3ème partie : La résurrection - du km 16 à la fin


Isola 2000 derrière nous, la troisième partie vous reconciliera avec la Lombarde. Enfin pour nous, cela a été le cas ! Les quatre derniers kilomètres repartent dans des pentes décentes à 9% (on se la raconte c'est vrai) digne d'un HC. Des lacets magnifiques surplombant la vallée sont de retour (alléluia) entre caillasses et sapins. La route s'est rétrécie. On jubile à nouveau.

Dans cette partie, les paysages sont fabuleux. De nombreuses pierres jonchent sur le sol comme si elles avaient dévalé depuis le sommet. Elles forment une coulée de part et d'autre du paysage avec pour seule séparation la route que nous empruntons. C'est une des particularités qui nous a frappés.

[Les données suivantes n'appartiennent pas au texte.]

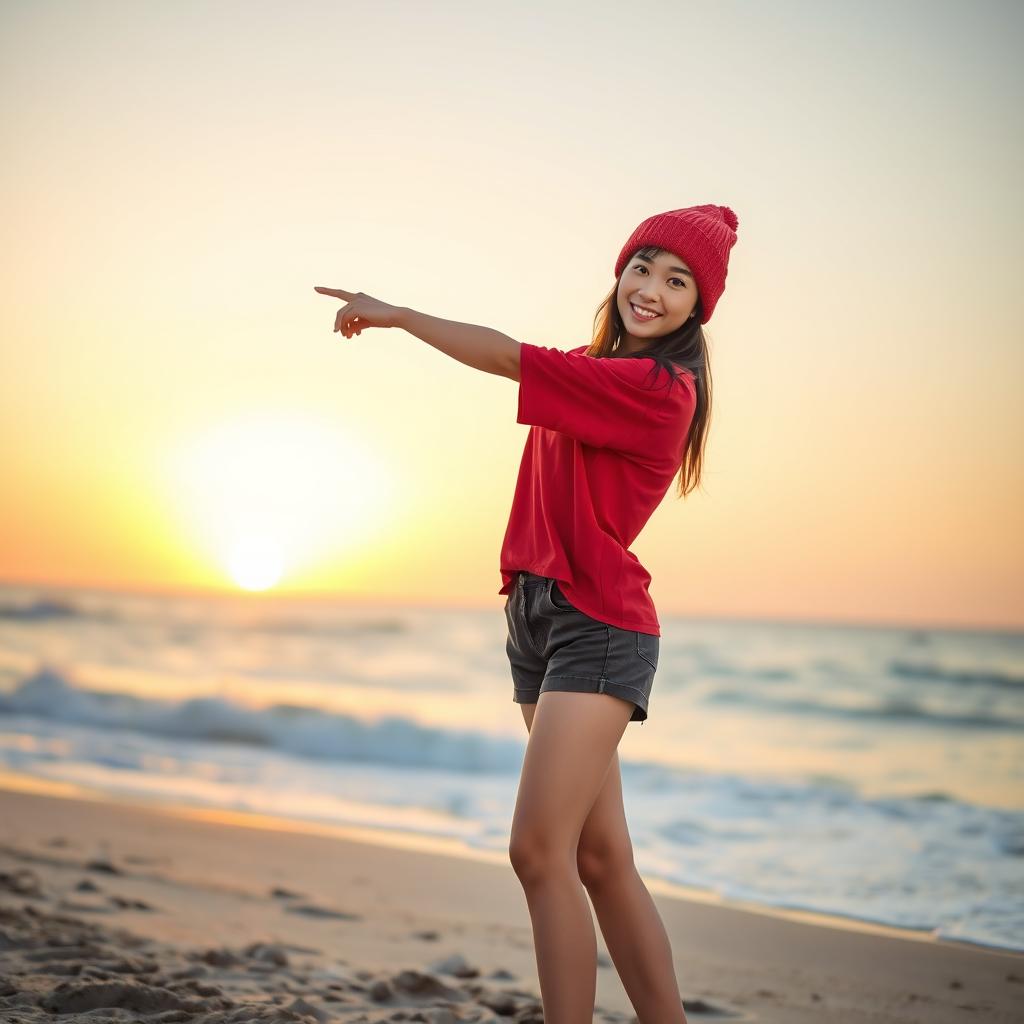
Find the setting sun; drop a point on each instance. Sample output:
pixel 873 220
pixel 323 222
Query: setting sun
pixel 268 495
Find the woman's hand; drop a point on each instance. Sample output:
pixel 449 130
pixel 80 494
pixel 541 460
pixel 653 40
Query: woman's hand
pixel 361 310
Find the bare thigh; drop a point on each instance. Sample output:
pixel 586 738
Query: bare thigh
pixel 604 840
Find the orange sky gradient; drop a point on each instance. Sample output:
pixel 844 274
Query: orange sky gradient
pixel 176 413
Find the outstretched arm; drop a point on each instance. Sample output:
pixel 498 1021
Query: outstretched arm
pixel 479 347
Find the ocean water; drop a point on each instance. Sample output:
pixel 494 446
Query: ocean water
pixel 873 773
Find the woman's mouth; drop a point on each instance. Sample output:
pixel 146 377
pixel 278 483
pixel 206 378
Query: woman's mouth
pixel 642 314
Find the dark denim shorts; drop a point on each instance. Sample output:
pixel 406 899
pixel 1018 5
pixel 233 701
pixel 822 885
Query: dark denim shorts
pixel 555 646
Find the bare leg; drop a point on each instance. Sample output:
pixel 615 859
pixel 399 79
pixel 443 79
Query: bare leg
pixel 571 741
pixel 630 923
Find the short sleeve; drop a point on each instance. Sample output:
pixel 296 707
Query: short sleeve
pixel 605 402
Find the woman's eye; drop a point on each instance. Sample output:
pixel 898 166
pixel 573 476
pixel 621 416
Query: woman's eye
pixel 640 266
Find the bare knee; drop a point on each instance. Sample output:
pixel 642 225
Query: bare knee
pixel 535 856
pixel 599 865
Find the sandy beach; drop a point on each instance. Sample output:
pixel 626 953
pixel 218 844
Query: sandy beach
pixel 115 911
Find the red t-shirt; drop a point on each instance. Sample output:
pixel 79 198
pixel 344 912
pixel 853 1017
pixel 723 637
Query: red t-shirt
pixel 605 443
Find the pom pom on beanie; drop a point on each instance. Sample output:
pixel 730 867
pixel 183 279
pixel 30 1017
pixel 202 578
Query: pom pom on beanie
pixel 701 236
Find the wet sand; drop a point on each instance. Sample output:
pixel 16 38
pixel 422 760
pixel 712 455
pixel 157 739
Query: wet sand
pixel 115 911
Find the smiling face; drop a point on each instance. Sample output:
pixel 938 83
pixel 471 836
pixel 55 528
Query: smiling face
pixel 663 285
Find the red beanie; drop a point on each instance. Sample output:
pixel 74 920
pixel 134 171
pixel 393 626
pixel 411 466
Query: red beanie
pixel 701 236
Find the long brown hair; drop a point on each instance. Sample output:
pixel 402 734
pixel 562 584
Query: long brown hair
pixel 683 349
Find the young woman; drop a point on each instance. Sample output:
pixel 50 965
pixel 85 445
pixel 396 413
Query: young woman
pixel 611 423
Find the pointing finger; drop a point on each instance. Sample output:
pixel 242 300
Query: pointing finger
pixel 336 293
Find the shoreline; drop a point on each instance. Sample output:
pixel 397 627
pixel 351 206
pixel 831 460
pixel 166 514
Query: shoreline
pixel 202 916
pixel 418 843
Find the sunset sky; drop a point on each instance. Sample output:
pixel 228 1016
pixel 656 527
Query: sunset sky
pixel 175 411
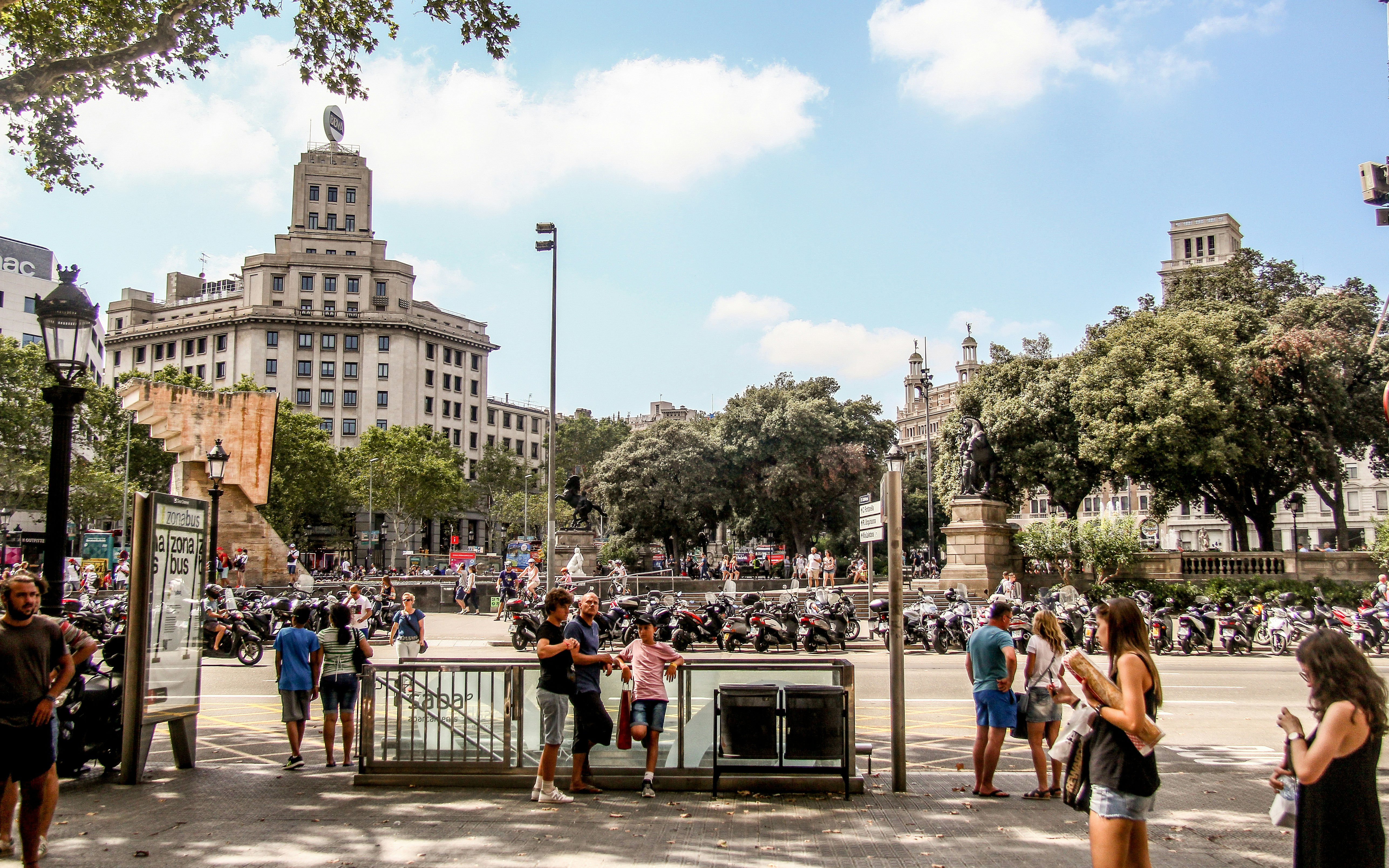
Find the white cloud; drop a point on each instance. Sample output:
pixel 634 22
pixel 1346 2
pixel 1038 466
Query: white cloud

Les pourcentages vacillent entre 8% et 10% sur la partie finale. Mais c'est plus facile à gérer quand on aperçoit le sommet. La motivation prend le pas sur les cuissots tétanisés. Le nombre de voitures diminue, le bruit du vent sur notre tenue s'accentue. La fraîcheur est montée d'un solide cran au rythme de la fréquence cardiaque. Nous sommes bien au-dessus des 2000m avec tous les ressentis qui vont avec. Quel pied ! Le paysage s'est sublimé en quelques coups de pédales. On retrouve l'extase des ascensions alpines et de ses hautes cimes. On a aimé détester une partie de ce col car cela permet d'apprécier encore plus les autres.


Vous l'aurez compris, la Lombarde est un col usant par bien des aspects : sa longueur de 21km, son pourcentage élevé au pied, sa monotonie en son sein, et son altitude sur la fin. L'ensemble en fait son charme. Il en reste un col très esthétique avec son environnement tapis de pierres, ses sapins et son ruisseau qui nous aura accompagné le long de la montée.

Nous ne pouvons pas dire qu'il fait partie de notre top 10 des plus appréciés mais paradoxalement, et pour l'ensemble de son œuvre détaillée un peu plus haut, il fait assurément partie de notre top 10 des plus durs... aspect psychologique compris. La Lombarde est un chemin de croix dont il faudra être digne pour en sortir indemne.


Conseil VéloFuté : évitez de réaliser la sortie vent de face, vous auriez à le regretter ! En terme de conseils techniques, un 34x26 ou 36x28 suffit largement. Si vous souhaitez ne prendre aucun risque, 34x28 et 36x30 seront vos amis pour terminer plus sereinement. La longueur peut surprendre.